Nas empresas privadas, a corda também arrebenta do lado mais fraco. O melhor exemplo é a transformação radical da OpenAI, a priori uma empresa com foco em segurança (como Walter Isaacson conta em detalhes na biografia de Elon Musk, um dos fundadores da Open AI), mas que há anos sofre a demissão de diretores que discordam de suas políticas, como o pesquisador de machine learning Jan Leike que deixou a empresa semanas atrás.
Mal ficou desempregado e Jan Leike já ingressou na equipe de segurança da Anthropic, criadora do chatbot Claude, um dos principais concorrentes do ChatGPT. A Anthropic foi fundada há três anos por ex-funcionários da OpenAI, já preocupados com os rumos comerciais da empresa, e desde então se tornou um refúgio para os pesquisadores interessados em desenvolver IAs com “alinhamento” (termos da indústria para o compromisso em produzir IAs alinhadas aos valores humanos).
A dificuldade está em justificar o alinhamento enquanto desenvolve uma IA superpoderosa e conta com investimentos de Google e Amazon, como é o caso da Anthropic. Um importante precedente nesta direção apareceu dias atrás, quando pesquisadores da Anthropic divulgaram uma pesquisa que joga luz sobre a caixa-preta do Claude.
As descobertas estão disponíveis em postagem no blog da Anthopic — com o título Mapeando a Mente de um Grande Modelo de Linguagem — em que os pesquisadores identificaram padrões entre determinados inputs (relacionados a assuntos específicos) e a ativação de certos neurônios. Antes tarde do que mais tarde, isso representa os primeiros passos para interpretar o mapa cognitivo de um modelo de IA, muito embora os pesquisadores ressaltem que “ainda estamos estabelecendo as bases para tentar entender os fundamentos dos modelos”.

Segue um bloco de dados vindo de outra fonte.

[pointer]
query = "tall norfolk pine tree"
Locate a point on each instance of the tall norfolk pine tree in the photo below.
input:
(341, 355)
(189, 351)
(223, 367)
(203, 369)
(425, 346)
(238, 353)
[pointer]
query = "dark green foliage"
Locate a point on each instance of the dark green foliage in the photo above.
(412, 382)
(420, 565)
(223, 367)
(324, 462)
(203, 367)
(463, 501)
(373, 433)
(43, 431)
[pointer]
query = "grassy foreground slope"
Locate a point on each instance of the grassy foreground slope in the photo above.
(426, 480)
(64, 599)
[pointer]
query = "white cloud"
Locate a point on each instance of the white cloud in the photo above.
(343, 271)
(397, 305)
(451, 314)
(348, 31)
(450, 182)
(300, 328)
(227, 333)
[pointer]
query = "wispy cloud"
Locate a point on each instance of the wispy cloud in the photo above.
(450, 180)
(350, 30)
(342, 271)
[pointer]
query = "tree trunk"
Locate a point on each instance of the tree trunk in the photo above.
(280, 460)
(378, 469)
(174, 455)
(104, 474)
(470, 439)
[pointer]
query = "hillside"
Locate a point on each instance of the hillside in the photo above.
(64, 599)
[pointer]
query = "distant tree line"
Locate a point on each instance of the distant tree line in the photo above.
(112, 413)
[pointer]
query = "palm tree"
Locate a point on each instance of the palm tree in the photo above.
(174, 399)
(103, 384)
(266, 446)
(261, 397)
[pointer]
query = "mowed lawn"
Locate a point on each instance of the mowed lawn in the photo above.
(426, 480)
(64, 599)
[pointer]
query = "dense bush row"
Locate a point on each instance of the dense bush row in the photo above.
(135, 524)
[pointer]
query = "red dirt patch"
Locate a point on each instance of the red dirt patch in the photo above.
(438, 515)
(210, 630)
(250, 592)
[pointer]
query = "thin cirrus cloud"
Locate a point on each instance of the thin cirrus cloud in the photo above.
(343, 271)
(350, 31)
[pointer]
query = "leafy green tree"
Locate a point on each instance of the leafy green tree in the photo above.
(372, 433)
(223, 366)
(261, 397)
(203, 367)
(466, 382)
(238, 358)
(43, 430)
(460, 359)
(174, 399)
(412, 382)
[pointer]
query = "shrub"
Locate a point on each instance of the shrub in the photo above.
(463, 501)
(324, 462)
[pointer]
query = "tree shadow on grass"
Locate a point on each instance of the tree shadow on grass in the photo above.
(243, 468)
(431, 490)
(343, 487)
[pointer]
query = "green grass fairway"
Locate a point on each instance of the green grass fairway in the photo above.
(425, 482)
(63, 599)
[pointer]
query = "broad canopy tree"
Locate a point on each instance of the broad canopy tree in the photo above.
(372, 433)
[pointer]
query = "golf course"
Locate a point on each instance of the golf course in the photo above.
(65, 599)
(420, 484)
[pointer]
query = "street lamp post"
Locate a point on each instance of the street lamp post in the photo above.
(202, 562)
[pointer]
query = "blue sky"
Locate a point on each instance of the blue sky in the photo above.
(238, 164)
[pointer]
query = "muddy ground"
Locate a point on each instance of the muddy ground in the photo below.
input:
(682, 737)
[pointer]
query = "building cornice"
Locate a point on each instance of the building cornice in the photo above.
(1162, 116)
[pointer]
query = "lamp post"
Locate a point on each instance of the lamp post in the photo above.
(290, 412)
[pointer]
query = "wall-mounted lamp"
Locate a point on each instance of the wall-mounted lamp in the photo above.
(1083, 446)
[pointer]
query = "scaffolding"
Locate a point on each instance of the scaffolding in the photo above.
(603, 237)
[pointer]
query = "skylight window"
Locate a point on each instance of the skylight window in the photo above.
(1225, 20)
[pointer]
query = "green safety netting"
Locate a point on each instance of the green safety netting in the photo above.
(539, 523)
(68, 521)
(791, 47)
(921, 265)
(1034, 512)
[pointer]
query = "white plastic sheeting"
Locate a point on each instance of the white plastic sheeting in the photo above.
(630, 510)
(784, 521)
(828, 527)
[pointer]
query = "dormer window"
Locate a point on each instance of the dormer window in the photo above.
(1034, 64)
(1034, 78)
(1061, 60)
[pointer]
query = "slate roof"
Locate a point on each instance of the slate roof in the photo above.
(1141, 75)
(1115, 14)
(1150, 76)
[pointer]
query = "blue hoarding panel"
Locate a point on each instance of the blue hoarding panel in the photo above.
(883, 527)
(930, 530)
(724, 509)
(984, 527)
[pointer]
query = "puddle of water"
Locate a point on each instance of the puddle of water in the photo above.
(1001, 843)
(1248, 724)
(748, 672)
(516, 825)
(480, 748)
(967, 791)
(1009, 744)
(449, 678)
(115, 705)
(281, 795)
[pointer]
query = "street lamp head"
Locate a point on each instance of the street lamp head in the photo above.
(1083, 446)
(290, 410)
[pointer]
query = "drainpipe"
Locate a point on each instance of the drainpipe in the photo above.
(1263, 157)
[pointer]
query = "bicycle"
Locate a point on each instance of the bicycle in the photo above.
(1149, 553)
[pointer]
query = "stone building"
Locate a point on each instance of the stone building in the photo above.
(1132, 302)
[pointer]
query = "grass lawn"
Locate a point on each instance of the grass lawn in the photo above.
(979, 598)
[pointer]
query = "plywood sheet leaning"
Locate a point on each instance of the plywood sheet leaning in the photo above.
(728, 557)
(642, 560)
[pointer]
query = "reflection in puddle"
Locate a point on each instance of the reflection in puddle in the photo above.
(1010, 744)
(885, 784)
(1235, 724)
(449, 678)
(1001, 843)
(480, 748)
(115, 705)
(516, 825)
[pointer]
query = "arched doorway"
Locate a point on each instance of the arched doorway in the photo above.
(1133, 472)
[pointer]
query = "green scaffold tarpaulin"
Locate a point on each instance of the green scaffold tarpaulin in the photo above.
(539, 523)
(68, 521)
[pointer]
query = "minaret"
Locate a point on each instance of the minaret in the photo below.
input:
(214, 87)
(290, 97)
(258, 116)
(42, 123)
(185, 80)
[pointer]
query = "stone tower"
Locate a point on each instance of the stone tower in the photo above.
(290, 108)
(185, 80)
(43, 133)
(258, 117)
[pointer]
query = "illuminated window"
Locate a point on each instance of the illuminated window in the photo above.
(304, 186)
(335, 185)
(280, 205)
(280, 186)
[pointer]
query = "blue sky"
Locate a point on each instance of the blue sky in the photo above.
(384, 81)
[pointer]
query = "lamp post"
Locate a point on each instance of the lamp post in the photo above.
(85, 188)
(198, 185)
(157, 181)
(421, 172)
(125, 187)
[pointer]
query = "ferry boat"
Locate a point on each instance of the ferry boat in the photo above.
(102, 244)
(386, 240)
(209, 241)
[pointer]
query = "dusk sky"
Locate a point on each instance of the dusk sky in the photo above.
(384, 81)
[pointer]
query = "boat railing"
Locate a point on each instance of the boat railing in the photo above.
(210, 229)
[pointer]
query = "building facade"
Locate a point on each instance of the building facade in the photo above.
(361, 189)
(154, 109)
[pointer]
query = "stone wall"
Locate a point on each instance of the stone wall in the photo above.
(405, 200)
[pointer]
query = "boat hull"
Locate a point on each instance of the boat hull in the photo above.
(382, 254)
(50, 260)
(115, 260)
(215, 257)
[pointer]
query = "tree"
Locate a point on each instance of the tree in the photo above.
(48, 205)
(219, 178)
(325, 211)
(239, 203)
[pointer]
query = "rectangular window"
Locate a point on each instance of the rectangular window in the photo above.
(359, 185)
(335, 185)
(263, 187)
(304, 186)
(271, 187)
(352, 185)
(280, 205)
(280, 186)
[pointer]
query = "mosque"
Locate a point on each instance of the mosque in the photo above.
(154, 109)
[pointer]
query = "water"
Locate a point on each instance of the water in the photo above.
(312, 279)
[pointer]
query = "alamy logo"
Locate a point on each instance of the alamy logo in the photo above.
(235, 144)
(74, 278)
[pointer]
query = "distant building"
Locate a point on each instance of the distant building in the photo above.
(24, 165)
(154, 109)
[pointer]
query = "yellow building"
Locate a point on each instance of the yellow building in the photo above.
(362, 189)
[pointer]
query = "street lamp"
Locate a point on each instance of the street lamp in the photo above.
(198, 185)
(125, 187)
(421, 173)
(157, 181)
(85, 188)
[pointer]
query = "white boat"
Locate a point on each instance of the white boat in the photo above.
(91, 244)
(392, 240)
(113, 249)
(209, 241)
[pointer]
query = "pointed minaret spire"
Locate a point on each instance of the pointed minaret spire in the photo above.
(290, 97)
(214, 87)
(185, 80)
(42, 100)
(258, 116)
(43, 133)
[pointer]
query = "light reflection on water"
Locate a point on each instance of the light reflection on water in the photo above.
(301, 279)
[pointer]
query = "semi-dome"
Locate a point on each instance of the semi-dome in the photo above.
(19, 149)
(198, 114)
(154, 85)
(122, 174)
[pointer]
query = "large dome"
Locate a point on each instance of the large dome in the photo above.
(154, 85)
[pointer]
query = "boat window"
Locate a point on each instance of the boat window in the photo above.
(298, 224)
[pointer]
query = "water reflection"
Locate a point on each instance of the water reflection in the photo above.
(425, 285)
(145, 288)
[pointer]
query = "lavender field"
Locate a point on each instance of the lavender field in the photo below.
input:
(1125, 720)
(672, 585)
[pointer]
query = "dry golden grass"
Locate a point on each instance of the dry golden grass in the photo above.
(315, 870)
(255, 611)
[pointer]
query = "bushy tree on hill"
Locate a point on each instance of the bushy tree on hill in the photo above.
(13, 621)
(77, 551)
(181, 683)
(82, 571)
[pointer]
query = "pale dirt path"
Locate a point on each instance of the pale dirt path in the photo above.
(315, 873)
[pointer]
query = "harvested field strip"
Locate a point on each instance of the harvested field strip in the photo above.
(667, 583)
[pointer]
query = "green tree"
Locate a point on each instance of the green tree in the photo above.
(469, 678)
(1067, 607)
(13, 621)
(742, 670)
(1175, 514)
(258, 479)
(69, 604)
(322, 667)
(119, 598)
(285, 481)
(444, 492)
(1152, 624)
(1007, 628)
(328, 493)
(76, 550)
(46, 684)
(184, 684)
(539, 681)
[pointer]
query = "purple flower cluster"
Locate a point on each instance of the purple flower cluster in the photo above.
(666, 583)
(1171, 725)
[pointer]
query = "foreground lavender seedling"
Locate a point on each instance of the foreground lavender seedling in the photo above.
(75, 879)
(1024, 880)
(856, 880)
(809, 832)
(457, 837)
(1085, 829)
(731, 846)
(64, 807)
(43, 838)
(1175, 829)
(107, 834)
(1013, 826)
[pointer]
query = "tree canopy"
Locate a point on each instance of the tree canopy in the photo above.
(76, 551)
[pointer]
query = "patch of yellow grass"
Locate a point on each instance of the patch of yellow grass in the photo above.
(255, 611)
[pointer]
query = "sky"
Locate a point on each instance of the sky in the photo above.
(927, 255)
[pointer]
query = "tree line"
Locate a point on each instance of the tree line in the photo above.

Na mitologia grega o Centauro não causa repulsa, pois o cavalo é considerado um animal com virtudes, tal como o homem. Já o Centauro Reverso, descrito por Cory Doctorow, representa nada menos que a posição subalterna dos humanos em relação às IAs. É preciso que a repulsa seja a ponto de empurrar, em definitivo, os esforços de interpretação das IAs — não só pela Anthopic, mas com a participação das demais empresas e do Estado em âmbito regulatório.